Murtaja was wearing a helmet and a protective jacket, according to multiple journalists who saw him. However, the bullet entered his side, rendering the protective plates on his front and back useless, they said.
“He was kind, gentle and caring, eager to become the best journalist he could be, because his aim was always to document the Palestinian people's suffering,” said Rori Donaghy, a Middle East consultant and former news editor at the Middle East Eye website, who spent time with Murtaja in Gaza. “It’s really sad.”
Of the five other journalists who the reporting syndicate said were injured Friday, several were freelancers, while one was shooting for the European Press Agency, and another worked for the Hamas-affiliated television channel Al-Aqsa.

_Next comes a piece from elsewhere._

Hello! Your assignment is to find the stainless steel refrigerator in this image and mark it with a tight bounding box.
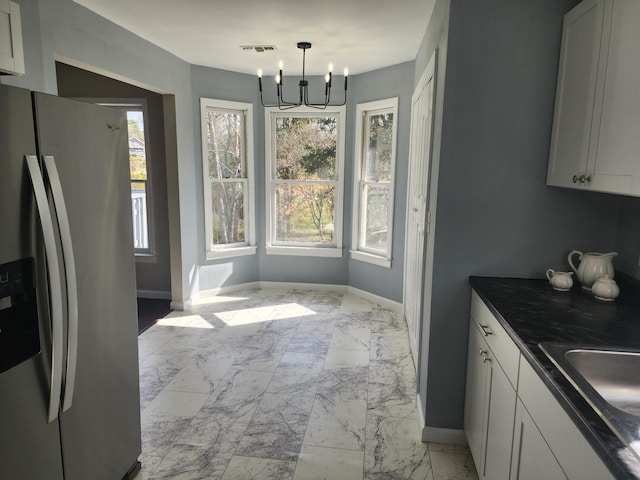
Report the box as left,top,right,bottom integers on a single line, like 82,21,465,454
0,84,141,479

As he waited at the graveyard for Murtaja’s body to arrive, Wissam Nassar, a freelance photographer who has worked for The Washington Post and the New York Times, said he had exchanged messages with his friend Thursday night to discuss where they would be going for the next day’s demonstrations. It was the last time they were in touch.
Nassar recalled how he had been photographing young men as they waited to try to get permission to cross the border with Egypt in February when he saw Murtaja.
Judging it a near-impossible feat to leave through Israel, Murtaja instead focused his energy on the Egyptian border, which opens sporadically, relatives said.
Murtaja made it through the Palestinian side, his passport stamped on the way out. But upon arrival at the terminal at the Egyptian side, the border had been unexpectedly closed, and he was turned back, Nassar said.
“He joked that he missed Gaza so much, he came back,” said Nassar.
Hazem Balousha in Gaza City and Sufian Taha in Jerusalem contributed to this story.